All of the problems with book six are extended and compounded here in book seven: the reliance on New York and Maine as settings for an adventure story that's supposed to be grander than any one time or place, the prominence of annoying and unwelcome new characters, King's overuse of unbelievable internal dialogue to cram exposition down our throats, his narcissistic inclusion of himself as an important element, (more on that later) and his lack of focus on any one element worth caring about. The bottom line is this: "The Dark Tower 7" is King at his laziest and least original, which is hard enough to sit through in his lower-quality stand-alone output, but shockingly unforgivable in what is supposed to be the center of all his literary creation (his words, not mine) and his bid for greatness in the eyes of posterity.
Perhaps writing the Dark Tower had become a burden not unlike the Tower quest itself. Unlike his character Roland, however, King jumps ship rather than stick it out. Consider the evidence: the books inexplicably marginalize Roland and the Quest the further they go. By contrast, pointless distractions and King himself (with a profound dislike for the burden of being author) appear and assume importance. Roland is relieved of many of his soul-testing responsibilities (sacrificing his friends, dealing with his foes) by cheap plot devices that cause them to disappear outside of any action of his-- even the Tower itself is made practically irrelevant by a series of contrived events and unimportant characters. Forgive me, but wasn't the great central tragedy of this series that he'd give up anything for the Quest, and has in the past? King spent quite a bit of books one, three, and almost all of four dealing with this-- why throw it out the window in the closing 300 pages?

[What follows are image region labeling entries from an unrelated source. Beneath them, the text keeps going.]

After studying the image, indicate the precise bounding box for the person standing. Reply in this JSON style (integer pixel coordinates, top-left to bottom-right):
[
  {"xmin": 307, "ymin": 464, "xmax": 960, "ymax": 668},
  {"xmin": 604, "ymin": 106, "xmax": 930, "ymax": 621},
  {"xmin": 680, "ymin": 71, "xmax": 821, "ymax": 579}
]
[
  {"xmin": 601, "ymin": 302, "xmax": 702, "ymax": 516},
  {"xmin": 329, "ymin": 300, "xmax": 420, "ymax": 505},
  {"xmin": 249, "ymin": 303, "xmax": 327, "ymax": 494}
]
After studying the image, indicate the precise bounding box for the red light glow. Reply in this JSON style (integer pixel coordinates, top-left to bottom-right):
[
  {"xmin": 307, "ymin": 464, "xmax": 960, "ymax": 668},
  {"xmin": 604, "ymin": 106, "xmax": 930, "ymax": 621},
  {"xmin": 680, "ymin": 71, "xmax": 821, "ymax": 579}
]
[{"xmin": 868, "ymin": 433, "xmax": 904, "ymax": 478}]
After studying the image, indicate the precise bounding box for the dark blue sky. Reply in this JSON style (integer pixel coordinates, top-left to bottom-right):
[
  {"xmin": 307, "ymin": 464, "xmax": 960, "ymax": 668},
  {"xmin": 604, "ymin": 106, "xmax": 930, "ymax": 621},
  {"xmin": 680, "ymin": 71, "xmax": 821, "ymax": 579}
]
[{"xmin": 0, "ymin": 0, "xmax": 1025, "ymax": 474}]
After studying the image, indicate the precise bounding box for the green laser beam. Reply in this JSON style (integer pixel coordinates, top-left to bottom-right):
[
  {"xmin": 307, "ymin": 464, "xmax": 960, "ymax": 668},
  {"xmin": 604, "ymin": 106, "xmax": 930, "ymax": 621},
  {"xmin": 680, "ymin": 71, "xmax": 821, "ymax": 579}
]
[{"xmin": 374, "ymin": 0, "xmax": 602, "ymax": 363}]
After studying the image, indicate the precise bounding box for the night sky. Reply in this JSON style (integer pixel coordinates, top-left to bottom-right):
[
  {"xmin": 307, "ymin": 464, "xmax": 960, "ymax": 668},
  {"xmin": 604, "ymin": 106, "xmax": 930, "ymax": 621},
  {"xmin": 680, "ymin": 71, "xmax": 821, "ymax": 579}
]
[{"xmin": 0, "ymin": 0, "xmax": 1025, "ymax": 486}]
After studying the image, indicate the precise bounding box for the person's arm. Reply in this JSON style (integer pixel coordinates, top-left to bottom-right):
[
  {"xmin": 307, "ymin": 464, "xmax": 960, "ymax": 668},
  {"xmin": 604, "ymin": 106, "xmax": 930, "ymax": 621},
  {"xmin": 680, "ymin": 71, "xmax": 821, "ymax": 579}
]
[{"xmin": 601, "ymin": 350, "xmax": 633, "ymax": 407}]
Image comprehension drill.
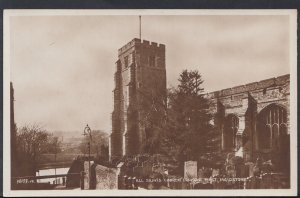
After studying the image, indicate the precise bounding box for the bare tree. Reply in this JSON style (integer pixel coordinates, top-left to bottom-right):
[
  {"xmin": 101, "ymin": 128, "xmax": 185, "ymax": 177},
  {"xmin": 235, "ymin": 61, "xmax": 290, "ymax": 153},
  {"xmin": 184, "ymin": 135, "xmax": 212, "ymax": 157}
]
[{"xmin": 17, "ymin": 125, "xmax": 50, "ymax": 175}]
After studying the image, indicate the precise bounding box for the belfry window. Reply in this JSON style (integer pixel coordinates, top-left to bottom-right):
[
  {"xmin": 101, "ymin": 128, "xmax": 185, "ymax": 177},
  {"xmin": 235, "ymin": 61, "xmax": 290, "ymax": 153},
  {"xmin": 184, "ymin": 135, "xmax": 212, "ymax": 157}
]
[
  {"xmin": 124, "ymin": 56, "xmax": 128, "ymax": 68},
  {"xmin": 149, "ymin": 56, "xmax": 155, "ymax": 67},
  {"xmin": 223, "ymin": 114, "xmax": 239, "ymax": 149}
]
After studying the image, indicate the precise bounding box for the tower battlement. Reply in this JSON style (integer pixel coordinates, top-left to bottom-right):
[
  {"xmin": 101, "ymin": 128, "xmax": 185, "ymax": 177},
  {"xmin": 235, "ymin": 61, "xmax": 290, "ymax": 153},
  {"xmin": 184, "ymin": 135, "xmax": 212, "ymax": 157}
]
[{"xmin": 118, "ymin": 38, "xmax": 166, "ymax": 55}]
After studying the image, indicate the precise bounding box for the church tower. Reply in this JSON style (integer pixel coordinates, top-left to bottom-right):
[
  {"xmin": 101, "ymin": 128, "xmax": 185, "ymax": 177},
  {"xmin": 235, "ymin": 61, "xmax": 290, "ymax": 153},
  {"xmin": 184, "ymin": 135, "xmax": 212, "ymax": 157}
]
[{"xmin": 110, "ymin": 38, "xmax": 166, "ymax": 160}]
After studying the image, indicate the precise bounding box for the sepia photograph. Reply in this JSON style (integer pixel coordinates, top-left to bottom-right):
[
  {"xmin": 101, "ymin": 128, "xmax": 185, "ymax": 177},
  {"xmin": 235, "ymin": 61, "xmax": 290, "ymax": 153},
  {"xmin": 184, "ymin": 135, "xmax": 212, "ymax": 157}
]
[{"xmin": 3, "ymin": 9, "xmax": 297, "ymax": 196}]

In "Dark Tower 7" Roland sacrifices nothing-- he is LEFT BEHIND and made irrelevant; this is perhaps symbolic of what has happened to the Series on the whole. The final three books in this series have a lurching, breakneck pace and reach their end with all the subtlety of a dump truck hitting a brick wall. Is it coincidental that they were penned all at once, contrasting with the twenty or so years it took King to write the first four? Consider also the growing preoccupation with the Tower in his other works over the last few years. The overwhelming presence in the first four books was the slow decay of a many layered world, one like and yet unlike our own, with complex characters that were all just a little bit crazy from their own mental decay. In the final three books, this world gives way to the familiar rushing and business-like atmosphere of omnipresent New York. The characters we knew fade and are replaced by cardboard heroes or villains, doing what they have to do to bring the story to an end.
The Quest (and possibly King's concern for his own mortality) probably proved too much to bear and King wanted out. If so, that is his prerogative. I do not feel he owes me any duty to "finish the series right," although I can offer my opinion that it would have been better to leave it unfinished than to drop it off a literary skyscraper like he has. In a self-serving note at the end, King remarks that the problem with Constant Readers is that they never want to acknowledge that sooner or later they'll have to let go-- whether there's real closure or not, and that it's a tragic thing to be insistent on some kind of neatly resolved 'ending.' I would answer that he should have taken some of his own advice: in the rush to close and end this series he's given up its soul. Tragic, indeed, as the once-great "Dark Tower" books deserved better treatment than this. If you are (like I was) an enthusiastic reader of the series and began to smell a rat in places during Book Five, I advise you to stop and leave your impression of the books as intact as it can be. If you've already read book six and enjoyed it without any problems, you might want to continue. For everyone else: it only gets worse.